Pit bulls and American Staffordshire terriers, or AmStaffs, share a common history that goes back to the early 1800s in the Staffordshire region of England. Staffordshire bull terriers first arrived in the U.S. in the mid-1800s. They were used in dog fights, which was outlawed in the U.S. in 1900. Two breeds emerged from the common line: AmStaffs as show dogs and pit bulls as the fighting dog strain.
Both American Staffordshires and pit bulls have a fairly wide range of size. What is important for both is that they are muscular and extremely strong for their rather compact build. Generally, AmStaffs are smaller than pits; however, the pit bull has the widest variation in size as some breeders prefer smaller dogs over larger. AmStaffs are usually 18 to 19 inches and weigh up to 50 pounds. Pits are around 18 to 22 inches high, and weigh between 30 to 75 pounds. Pits that weigh in around 100 pounds have been crossed with other breeds.
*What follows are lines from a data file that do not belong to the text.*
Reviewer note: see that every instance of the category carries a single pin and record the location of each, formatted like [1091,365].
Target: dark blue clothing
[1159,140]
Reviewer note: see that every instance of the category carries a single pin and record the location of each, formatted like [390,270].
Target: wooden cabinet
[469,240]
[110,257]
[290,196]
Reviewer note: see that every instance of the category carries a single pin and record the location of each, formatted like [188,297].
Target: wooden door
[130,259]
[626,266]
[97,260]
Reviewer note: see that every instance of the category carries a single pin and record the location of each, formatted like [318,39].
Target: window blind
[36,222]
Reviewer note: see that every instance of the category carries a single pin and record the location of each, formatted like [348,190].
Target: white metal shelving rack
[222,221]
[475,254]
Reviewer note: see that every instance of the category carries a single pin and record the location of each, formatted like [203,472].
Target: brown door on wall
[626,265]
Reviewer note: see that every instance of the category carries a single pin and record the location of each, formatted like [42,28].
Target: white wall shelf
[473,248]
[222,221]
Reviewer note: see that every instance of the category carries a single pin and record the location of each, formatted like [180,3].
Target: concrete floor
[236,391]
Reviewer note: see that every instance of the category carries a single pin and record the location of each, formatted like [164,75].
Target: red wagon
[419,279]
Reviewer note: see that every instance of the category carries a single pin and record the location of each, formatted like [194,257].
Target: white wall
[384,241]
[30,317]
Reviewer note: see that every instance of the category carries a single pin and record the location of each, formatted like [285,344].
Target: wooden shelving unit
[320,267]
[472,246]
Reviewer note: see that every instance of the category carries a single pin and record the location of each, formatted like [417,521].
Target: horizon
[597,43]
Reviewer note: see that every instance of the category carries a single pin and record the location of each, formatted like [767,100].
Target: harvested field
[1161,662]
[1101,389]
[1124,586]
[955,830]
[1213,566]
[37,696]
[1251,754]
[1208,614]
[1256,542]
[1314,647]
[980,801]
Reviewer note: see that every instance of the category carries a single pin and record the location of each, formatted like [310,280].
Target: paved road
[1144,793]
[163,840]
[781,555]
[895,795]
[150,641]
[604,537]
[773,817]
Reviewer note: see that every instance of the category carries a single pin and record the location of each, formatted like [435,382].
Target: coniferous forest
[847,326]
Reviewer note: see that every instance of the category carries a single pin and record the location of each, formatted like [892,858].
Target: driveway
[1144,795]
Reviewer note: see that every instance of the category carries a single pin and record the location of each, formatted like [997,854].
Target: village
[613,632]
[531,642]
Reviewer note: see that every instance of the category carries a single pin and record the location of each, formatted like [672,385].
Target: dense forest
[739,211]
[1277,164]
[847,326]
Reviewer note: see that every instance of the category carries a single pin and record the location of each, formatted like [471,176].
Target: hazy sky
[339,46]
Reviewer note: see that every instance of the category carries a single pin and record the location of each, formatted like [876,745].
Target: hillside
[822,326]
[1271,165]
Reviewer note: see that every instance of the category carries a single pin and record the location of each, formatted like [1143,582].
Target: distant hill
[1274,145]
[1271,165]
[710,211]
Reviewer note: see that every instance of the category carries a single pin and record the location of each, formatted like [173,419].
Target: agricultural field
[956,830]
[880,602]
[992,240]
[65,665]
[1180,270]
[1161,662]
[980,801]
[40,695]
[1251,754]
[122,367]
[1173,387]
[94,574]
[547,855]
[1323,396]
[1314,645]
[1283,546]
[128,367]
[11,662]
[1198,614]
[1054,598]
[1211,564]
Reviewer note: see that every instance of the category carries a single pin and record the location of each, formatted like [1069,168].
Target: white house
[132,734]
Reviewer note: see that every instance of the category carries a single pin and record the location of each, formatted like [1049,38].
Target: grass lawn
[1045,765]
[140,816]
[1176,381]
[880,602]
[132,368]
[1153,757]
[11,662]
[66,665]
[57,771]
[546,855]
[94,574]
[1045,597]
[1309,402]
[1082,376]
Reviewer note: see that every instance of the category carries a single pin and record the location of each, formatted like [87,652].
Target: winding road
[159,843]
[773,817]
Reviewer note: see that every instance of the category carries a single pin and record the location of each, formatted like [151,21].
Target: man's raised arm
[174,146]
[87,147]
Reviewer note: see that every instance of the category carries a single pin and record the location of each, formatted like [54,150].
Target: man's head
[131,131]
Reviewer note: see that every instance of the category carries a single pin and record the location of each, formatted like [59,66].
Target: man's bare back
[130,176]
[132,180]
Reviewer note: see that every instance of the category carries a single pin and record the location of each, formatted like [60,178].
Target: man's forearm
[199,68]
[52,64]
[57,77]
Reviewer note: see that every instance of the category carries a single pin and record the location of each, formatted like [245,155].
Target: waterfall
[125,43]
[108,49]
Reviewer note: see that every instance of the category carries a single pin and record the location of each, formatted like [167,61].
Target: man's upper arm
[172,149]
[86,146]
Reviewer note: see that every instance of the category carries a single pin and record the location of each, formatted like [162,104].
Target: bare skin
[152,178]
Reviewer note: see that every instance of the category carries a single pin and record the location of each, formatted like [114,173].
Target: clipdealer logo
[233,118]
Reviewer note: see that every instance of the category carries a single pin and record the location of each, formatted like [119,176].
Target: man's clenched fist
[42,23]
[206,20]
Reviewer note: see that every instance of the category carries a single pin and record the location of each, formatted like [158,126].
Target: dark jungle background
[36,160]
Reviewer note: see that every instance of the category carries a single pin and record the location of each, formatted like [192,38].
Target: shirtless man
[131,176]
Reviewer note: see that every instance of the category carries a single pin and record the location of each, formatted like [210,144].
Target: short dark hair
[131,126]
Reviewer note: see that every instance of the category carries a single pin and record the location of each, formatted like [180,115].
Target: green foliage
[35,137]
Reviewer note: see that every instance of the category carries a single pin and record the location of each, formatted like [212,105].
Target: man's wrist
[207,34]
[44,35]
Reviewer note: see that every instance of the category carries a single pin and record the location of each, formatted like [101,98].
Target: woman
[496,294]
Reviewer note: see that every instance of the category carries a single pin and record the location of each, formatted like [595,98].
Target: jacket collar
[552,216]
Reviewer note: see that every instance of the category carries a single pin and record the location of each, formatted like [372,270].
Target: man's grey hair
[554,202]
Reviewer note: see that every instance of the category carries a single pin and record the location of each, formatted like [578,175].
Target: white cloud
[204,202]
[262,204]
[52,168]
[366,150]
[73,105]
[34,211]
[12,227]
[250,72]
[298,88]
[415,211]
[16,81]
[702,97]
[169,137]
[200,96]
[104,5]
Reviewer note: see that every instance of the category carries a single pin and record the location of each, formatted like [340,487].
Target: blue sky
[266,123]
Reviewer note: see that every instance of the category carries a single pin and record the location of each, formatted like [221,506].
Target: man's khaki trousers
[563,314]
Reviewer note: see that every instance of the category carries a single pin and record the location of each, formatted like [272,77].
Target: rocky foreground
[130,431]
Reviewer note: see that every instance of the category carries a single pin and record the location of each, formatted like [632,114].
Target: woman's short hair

Another difference between American Pit Bulls and American Staffordshires is in how they are built. While they have a similar build, closer inspection reveals that the front legs of the AmStaff are more robust and pronounced than in the pit. The American pit bull breed emphasizes the strength of the hind legs and their pushing power.
American Pits can appear in virtually any color except merle, which is a combination of colors, but usually a dark base with spots of lighter gray or blue. American Staffordshires come in a wide variety of colors as well, but black/tan, liver and white which covers more than 80 percent of the dog’s coat are not desirable shades. One clear-cut difference in coloring between pits and AmStaffs is in the nose. A red nose almost surely indicates a pit bull.
What is especially difficult to tease out about these two breeds is that they have a singular history. It is argued that they are not truly separate breeds at all. In fact, according to the United Kennel Club, they are one in the same. The main difference is not in genes, but rather in breeding. The pit was a working class strain, noted for its fighting ability while the AmStaff was a show dog. Most experts would be hard-pressed to identify many dogs as either breed. It often comes down to blood line and registration. Some American Kennel Club Staffordshires are dual-registered as pits with the UKC. In order to have dual registration, the owner must register the dog as AmStaff with the AKC first as they will not allow UKC registered pits to register as an AmStaff.